Tonari no Kaibutsu-kun 5 is some sort of filler episode and about the only thing we get out of it is some more background on Haru and a possible rival at the end. They hint at a crisis where Haru’s brother Yuzan shows up and talks about their father wishing for Haru to return now that he’s cleaned up his act a little, oh and sweets. But it’s no crisis at all because Yuzan doesn’t want him to return. Haru “hates” his family and wouldn’t return anyway. Shizuku certainly doesn’t want Haru going away, either. All three are in agreement, but they decide to have a confrontation, anyway. The other thing, about glasses-girl Chizuru, might be more interesting if only what it does to Shizuku. She admits by the end of the episode that she would miss Haru if he left, and what’s more, she would miss hanging out with the people she’s met. So this possible rival could put her in a blue funk. But only her. I don’t see Haru straying from her, and Chizuru doesn’t seem the type to up and try to steal Haru away, even if she could. In other words, it’s going to be an examination of Shizuku under jealousy. Maybe.
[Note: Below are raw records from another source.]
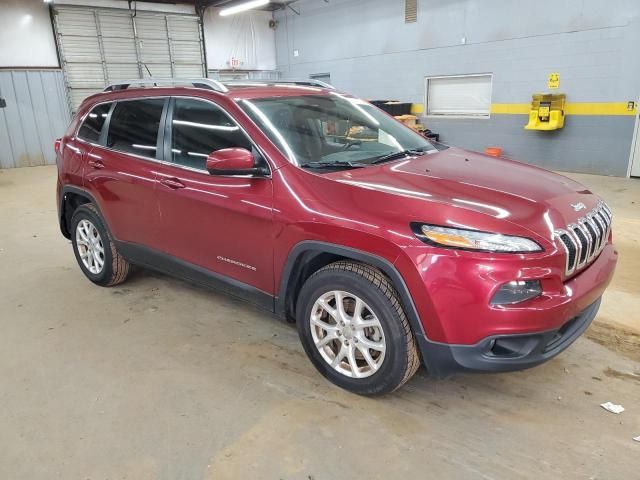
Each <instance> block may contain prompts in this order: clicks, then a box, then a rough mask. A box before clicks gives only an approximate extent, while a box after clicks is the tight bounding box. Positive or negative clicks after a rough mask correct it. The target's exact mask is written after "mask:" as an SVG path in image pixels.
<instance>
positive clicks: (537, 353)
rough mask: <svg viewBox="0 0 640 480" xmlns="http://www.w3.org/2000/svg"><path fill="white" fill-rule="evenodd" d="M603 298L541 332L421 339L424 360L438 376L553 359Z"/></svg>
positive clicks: (569, 344) (511, 370)
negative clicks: (461, 338) (479, 340)
mask: <svg viewBox="0 0 640 480" xmlns="http://www.w3.org/2000/svg"><path fill="white" fill-rule="evenodd" d="M600 302H601V298H598V299H597V300H596V301H595V302H593V303H592V304H591V305H589V306H588V307H587V308H586V309H584V310H583V311H581V312H580V313H579V314H578V315H577V316H575V317H573V318H571V319H570V320H569V321H567V322H565V323H564V324H563V325H562V326H561V327H560V328H557V329H553V330H547V331H544V332H538V333H529V334H519V335H494V336H490V337H487V338H485V339H483V340H481V341H480V342H478V343H476V344H475V345H448V344H443V343H437V342H431V341H429V340H427V339H425V338H424V337H422V339H421V343H422V345H421V350H422V354H423V360H424V363H425V364H426V365H427V368H428V369H429V373H430V374H431V375H432V376H434V377H436V378H445V377H448V376H450V375H451V374H453V373H456V372H464V371H475V372H509V371H514V370H523V369H526V368H531V367H534V366H536V365H539V364H541V363H544V362H546V361H547V360H550V359H551V358H553V357H555V356H556V355H558V354H559V353H560V352H562V351H563V350H565V349H566V348H567V347H569V345H571V344H572V343H573V342H574V341H575V340H576V339H577V338H578V337H579V336H580V335H582V333H583V332H584V331H585V330H586V329H587V328H588V327H589V325H590V324H591V322H592V321H593V319H594V318H595V316H596V314H597V313H598V309H599V308H600Z"/></svg>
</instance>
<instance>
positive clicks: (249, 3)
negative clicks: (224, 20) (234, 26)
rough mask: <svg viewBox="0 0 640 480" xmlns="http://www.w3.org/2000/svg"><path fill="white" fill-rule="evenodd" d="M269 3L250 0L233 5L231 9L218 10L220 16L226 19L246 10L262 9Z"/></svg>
mask: <svg viewBox="0 0 640 480" xmlns="http://www.w3.org/2000/svg"><path fill="white" fill-rule="evenodd" d="M269 1H270V0H251V1H249V2H244V3H241V4H239V5H234V6H233V7H228V8H224V9H222V10H220V16H221V17H226V16H227V15H233V14H234V13H240V12H245V11H247V10H251V9H252V8H256V7H262V6H264V5H266V4H268V3H269Z"/></svg>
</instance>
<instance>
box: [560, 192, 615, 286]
mask: <svg viewBox="0 0 640 480" xmlns="http://www.w3.org/2000/svg"><path fill="white" fill-rule="evenodd" d="M612 221H613V214H612V213H611V210H610V209H609V207H608V206H607V205H606V204H605V203H604V202H602V201H601V202H598V205H597V206H596V207H595V208H594V209H593V210H592V211H590V212H589V213H587V214H586V215H584V216H583V217H581V218H579V219H578V220H577V221H576V223H571V224H569V225H567V227H566V229H558V230H556V231H555V237H556V238H557V239H559V241H560V244H561V245H562V246H563V248H564V250H565V253H566V265H565V275H567V276H568V275H571V274H573V273H575V272H577V271H579V270H582V269H583V268H585V267H586V266H587V265H589V264H590V263H591V262H592V261H593V260H594V259H595V258H596V257H597V256H598V255H599V254H600V252H601V251H602V250H603V249H604V247H605V245H606V244H607V241H608V239H609V235H610V233H611V224H612Z"/></svg>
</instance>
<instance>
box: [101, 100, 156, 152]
mask: <svg viewBox="0 0 640 480" xmlns="http://www.w3.org/2000/svg"><path fill="white" fill-rule="evenodd" d="M165 102H166V99H164V98H148V99H141V100H126V101H119V102H118V103H117V104H116V107H115V108H114V110H113V113H112V114H111V120H110V121H109V133H108V135H107V147H109V148H112V149H113V150H118V151H120V152H125V153H133V154H136V155H141V156H144V157H151V158H157V156H158V155H157V143H158V130H159V129H160V120H161V118H162V111H163V109H164V105H165Z"/></svg>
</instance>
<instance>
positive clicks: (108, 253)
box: [71, 203, 130, 287]
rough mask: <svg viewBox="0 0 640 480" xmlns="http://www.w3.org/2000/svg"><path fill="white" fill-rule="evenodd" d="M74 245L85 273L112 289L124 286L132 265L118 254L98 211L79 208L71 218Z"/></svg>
mask: <svg viewBox="0 0 640 480" xmlns="http://www.w3.org/2000/svg"><path fill="white" fill-rule="evenodd" d="M71 242H72V244H73V252H74V254H75V256H76V260H77V261H78V265H79V266H80V269H81V270H82V273H84V274H85V276H86V277H87V278H88V279H89V280H91V281H92V282H93V283H95V284H97V285H101V286H103V287H111V286H114V285H117V284H119V283H122V282H124V281H125V280H126V279H127V276H128V274H129V268H130V265H129V262H127V260H126V259H125V258H124V257H123V256H122V255H120V254H119V253H118V250H117V248H116V245H115V243H114V241H113V238H111V235H109V231H108V230H107V228H106V227H105V222H104V220H103V219H102V217H101V216H100V214H99V213H98V210H97V208H96V207H95V206H94V205H93V204H90V203H87V204H84V205H81V206H79V207H78V208H77V209H76V211H75V212H74V213H73V216H72V217H71Z"/></svg>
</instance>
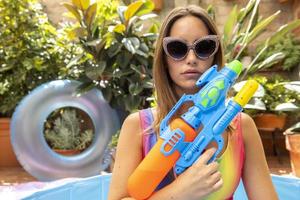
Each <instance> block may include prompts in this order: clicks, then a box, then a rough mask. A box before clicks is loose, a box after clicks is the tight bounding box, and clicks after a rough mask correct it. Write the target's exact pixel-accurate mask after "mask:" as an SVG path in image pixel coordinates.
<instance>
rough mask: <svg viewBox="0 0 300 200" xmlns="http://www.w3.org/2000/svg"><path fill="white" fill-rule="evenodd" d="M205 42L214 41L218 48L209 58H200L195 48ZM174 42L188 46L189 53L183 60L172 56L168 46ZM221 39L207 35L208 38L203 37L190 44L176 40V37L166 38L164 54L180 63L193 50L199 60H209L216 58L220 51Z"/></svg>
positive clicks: (173, 59) (185, 55) (165, 40)
mask: <svg viewBox="0 0 300 200" xmlns="http://www.w3.org/2000/svg"><path fill="white" fill-rule="evenodd" d="M203 40H212V41H214V42H215V44H216V48H215V50H214V52H212V53H211V54H210V55H209V56H208V57H202V56H199V55H198V54H197V53H196V50H195V47H196V45H197V44H198V43H199V42H201V41H203ZM174 41H177V42H178V41H179V42H182V43H184V44H185V45H186V46H187V51H186V54H185V55H184V56H183V57H182V58H174V57H173V56H171V55H170V54H169V52H168V48H167V46H168V44H170V42H174ZM219 43H220V42H219V37H218V36H217V35H206V36H203V37H201V38H199V39H197V40H196V41H195V42H194V43H193V44H191V45H190V44H188V43H187V42H186V41H185V40H183V39H181V38H176V37H164V39H163V49H164V52H165V53H166V54H167V56H169V57H170V58H172V59H173V60H176V61H180V60H184V59H185V57H186V56H187V55H188V53H189V51H190V50H191V49H193V51H194V54H195V55H196V56H197V58H199V59H200V60H207V59H208V58H210V57H212V56H214V55H215V54H216V52H217V51H218V49H219Z"/></svg>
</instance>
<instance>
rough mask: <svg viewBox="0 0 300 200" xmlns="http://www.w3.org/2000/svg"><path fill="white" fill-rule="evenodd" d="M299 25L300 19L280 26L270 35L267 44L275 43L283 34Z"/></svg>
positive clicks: (299, 24) (299, 22)
mask: <svg viewBox="0 0 300 200" xmlns="http://www.w3.org/2000/svg"><path fill="white" fill-rule="evenodd" d="M299 26H300V19H297V20H294V21H292V22H290V23H288V24H285V25H283V26H281V27H280V28H279V29H278V31H276V33H275V34H273V35H272V36H271V38H270V39H269V41H268V43H269V45H272V44H275V43H277V42H278V41H279V40H280V39H282V37H284V35H286V34H287V33H290V32H291V31H292V30H294V29H296V28H298V27H299Z"/></svg>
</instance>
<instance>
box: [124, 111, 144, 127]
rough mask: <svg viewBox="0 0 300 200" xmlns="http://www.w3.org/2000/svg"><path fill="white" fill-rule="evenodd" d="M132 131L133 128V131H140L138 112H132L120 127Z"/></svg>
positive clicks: (127, 116) (139, 120)
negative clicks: (121, 125)
mask: <svg viewBox="0 0 300 200" xmlns="http://www.w3.org/2000/svg"><path fill="white" fill-rule="evenodd" d="M124 128H126V129H128V128H130V129H132V128H134V129H135V130H140V115H139V111H138V112H134V113H131V114H129V115H128V116H127V117H126V118H125V120H124V122H123V125H122V129H124Z"/></svg>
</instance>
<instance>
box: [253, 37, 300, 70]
mask: <svg viewBox="0 0 300 200" xmlns="http://www.w3.org/2000/svg"><path fill="white" fill-rule="evenodd" d="M259 50H261V49H259ZM278 53H282V54H283V55H284V58H283V59H282V61H281V63H280V64H281V65H282V69H283V70H291V69H292V68H293V67H295V66H298V64H299V63H300V41H299V40H297V39H296V38H295V37H294V36H293V35H291V34H288V35H286V37H284V38H281V40H279V41H278V42H277V43H274V44H273V45H270V46H269V48H268V51H264V52H263V53H262V54H261V56H260V58H259V59H258V61H262V60H265V59H267V58H268V57H271V56H272V55H274V54H278Z"/></svg>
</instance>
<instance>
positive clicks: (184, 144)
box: [160, 128, 188, 156]
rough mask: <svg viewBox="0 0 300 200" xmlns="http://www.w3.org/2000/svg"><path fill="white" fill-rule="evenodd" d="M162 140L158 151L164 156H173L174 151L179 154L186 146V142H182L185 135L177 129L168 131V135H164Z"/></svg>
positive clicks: (186, 144) (183, 141)
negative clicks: (178, 151)
mask: <svg viewBox="0 0 300 200" xmlns="http://www.w3.org/2000/svg"><path fill="white" fill-rule="evenodd" d="M169 130H170V129H169ZM164 139H165V141H164V142H163V144H162V146H161V149H160V151H161V152H162V153H163V154H164V155H165V156H169V155H171V154H173V153H174V151H175V150H178V151H179V152H181V151H182V149H184V148H185V147H186V145H187V144H188V143H187V142H184V139H185V135H184V133H183V132H182V131H181V130H180V129H179V128H178V129H175V130H173V131H169V132H168V134H166V135H164Z"/></svg>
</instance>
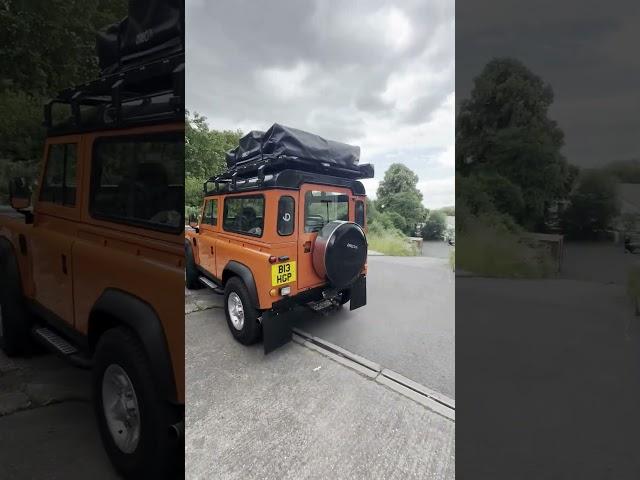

I had heard that Lychee Light Club was a cruel and disgusting work of manga, and maybe it is. But the two five-minute episodes that have popped up on the web aren’t all that depraved. Maybe the club members get worse. Anyway, the first two mini-episodes have the various club members come up with ideas for a problem (punishing an intruder and converting the robot who kidnapped the girl), which are either implemented and get laughs or get shot down by the club’s leader. Some of the suggestions remind me of Sayonara Zetsubou Sensei, but everyone’s a guy here. Well apart from the girl, who doesn’t seem to mind being kidnapped and has made friends with the robot who abducted her. The animation is crude but I like the character designs, half grotesque, half cute, and the rest of the art. Not bad.